View Full Version : 2007 #47 b) LAS(4M Xs 1M)
04-16-2011, 02:56 PM
the answer said censored losses divided by 6, but isn't it by 10? So, it should be 1,670,000. right?
04-16-2011, 04:43 PM
There are only six claims in the excess layer.
04-16-2011, 06:08 PM
You could divide by 10, but then you'd need to adjust for the probability of being in the layer--that is, divide this answer by 6/10.

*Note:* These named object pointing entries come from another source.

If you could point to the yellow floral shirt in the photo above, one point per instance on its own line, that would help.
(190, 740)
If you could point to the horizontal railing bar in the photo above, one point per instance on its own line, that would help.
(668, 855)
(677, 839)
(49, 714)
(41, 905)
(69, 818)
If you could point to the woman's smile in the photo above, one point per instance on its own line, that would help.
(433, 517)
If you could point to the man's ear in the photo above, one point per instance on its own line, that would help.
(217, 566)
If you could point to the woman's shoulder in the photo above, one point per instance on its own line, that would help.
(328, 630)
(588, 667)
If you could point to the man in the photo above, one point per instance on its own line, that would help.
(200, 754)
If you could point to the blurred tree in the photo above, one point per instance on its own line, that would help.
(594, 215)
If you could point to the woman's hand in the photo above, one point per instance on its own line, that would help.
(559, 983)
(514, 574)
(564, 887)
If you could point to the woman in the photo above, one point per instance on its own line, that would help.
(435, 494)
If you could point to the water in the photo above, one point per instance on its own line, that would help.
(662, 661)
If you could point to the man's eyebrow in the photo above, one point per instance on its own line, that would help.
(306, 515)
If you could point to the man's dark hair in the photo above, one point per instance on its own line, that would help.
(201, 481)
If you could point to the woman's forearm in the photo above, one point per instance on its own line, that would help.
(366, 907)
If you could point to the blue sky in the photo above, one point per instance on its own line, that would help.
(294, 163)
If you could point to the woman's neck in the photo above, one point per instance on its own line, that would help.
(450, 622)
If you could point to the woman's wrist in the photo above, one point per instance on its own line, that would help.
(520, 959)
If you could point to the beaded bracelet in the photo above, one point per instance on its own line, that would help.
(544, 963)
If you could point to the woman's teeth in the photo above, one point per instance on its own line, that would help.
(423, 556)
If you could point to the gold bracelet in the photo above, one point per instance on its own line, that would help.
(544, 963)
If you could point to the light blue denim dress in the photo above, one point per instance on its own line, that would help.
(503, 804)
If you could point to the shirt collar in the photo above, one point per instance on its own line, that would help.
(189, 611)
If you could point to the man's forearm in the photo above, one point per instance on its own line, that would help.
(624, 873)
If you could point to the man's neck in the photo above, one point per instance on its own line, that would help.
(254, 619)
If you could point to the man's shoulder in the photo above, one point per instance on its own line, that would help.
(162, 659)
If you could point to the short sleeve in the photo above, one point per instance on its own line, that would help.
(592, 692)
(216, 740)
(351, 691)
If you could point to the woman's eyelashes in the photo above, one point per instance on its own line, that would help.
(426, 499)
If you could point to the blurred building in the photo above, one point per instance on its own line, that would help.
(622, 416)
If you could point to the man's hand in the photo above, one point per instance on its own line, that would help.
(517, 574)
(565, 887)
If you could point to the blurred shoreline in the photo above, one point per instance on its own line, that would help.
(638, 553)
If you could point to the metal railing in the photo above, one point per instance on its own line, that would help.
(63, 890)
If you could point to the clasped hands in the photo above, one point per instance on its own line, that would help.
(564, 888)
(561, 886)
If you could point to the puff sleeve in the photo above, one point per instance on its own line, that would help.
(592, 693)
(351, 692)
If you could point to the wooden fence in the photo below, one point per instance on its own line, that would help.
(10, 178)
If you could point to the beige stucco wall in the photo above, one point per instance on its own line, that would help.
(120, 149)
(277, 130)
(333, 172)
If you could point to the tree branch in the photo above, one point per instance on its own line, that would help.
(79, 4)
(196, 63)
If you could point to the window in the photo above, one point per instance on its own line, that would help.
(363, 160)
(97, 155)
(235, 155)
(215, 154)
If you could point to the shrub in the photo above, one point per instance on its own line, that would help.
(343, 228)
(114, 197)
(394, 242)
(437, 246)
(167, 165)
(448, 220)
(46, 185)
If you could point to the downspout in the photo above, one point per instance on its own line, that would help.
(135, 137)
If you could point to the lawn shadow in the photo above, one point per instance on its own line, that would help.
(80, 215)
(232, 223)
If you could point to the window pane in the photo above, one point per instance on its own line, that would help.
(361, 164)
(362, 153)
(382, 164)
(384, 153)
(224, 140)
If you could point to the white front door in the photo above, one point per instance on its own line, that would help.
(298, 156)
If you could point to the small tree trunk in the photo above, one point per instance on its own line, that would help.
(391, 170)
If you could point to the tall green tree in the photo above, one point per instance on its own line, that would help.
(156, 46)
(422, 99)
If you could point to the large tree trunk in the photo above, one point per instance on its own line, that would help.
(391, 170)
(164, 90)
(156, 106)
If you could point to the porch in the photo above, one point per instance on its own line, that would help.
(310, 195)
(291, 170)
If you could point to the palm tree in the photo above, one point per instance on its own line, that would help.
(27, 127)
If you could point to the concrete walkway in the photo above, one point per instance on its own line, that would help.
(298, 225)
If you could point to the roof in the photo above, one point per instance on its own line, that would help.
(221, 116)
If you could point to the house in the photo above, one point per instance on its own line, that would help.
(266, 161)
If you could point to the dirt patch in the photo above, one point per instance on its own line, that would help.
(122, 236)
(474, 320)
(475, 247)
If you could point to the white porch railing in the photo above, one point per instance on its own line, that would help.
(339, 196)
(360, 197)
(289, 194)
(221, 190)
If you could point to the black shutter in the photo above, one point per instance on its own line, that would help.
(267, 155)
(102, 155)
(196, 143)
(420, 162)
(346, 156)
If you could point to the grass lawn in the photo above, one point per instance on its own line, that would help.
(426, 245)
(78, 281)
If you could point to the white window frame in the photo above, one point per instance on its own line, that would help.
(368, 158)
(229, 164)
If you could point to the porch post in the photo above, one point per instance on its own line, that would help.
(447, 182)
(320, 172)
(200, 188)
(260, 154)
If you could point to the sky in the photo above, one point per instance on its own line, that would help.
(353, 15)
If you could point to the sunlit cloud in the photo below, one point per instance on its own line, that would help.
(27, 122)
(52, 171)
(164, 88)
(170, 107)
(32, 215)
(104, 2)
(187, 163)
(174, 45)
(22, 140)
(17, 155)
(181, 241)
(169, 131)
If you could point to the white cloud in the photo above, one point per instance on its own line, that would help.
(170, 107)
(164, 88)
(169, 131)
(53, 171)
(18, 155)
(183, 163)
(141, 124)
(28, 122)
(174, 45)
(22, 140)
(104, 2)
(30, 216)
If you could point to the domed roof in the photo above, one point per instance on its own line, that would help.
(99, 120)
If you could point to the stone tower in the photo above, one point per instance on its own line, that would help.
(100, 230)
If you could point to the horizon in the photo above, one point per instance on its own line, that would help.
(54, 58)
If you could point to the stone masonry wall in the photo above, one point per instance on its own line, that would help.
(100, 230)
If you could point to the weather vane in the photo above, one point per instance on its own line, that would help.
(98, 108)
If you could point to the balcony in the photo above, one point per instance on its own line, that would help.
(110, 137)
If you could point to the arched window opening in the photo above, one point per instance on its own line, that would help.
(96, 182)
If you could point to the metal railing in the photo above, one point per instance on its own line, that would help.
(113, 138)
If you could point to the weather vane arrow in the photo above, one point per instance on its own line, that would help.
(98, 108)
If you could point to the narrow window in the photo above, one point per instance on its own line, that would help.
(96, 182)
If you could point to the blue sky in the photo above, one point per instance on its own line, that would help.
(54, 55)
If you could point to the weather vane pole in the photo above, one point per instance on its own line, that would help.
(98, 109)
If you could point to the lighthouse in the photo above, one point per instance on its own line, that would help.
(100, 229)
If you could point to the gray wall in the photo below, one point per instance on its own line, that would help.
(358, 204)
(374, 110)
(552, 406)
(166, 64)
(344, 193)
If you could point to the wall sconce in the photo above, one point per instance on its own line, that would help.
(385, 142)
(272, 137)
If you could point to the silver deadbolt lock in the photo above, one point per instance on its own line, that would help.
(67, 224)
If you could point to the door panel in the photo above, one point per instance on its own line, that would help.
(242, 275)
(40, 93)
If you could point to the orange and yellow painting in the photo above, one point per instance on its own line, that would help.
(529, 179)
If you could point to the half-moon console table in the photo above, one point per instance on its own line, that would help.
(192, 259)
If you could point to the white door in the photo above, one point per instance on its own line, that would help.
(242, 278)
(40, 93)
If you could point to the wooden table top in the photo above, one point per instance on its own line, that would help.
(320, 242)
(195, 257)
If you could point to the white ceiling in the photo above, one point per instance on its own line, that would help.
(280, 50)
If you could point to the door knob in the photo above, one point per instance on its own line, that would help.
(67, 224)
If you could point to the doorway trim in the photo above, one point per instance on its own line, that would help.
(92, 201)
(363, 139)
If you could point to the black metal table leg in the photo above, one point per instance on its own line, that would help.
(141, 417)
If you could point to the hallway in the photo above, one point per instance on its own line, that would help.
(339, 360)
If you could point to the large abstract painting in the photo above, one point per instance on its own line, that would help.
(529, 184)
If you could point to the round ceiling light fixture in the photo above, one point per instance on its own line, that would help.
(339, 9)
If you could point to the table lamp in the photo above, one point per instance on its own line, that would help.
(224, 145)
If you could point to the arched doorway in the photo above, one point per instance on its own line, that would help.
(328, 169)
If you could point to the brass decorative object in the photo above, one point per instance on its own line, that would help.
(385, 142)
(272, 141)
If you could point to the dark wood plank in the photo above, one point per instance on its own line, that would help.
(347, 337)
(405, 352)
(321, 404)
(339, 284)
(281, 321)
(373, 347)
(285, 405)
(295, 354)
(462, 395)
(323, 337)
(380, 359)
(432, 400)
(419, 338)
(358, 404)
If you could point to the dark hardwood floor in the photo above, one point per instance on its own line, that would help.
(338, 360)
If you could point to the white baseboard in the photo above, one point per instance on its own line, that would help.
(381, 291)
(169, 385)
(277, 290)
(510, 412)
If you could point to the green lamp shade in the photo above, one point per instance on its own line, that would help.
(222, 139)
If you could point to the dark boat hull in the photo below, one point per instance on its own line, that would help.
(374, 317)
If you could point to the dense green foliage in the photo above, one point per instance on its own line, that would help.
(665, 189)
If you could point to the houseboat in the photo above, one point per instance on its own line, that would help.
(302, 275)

The final result is the same as if you just divided by only those claims that penetrate the layer.
04-21-2011, 08:04 AM
I am confused here. So are we only to include the prob of being in the layer when we are adding this to LAS(1.0M) to obtain LAS(5.0M)? This still trips me up.
04-23-2011, 05:48 PM
This is tripping me up, as well. The logic of this solution seems inconsistent with the logic used in the solution to 2010/5 #31.
Is the difference between the two problems that in 2007 #47 we are only calculating the LAS in the excess layer, while in 2010 #31 we are using the LAS in the calculation of an ILF? If that's the reason we need to multiply the LAS by Prob(loss in layer), I'm fine with that explanation...not sure this is correct though.
Also, the solution to 2010 jumps from the LAS ($136,199) to LAS*P(loss in layer) = $86,540 without showing this step. In fact, the formula it uses to get to $136,199 is wrong since the denominator should be (637 + 561 + 407) instead of (1,390 + 1,136).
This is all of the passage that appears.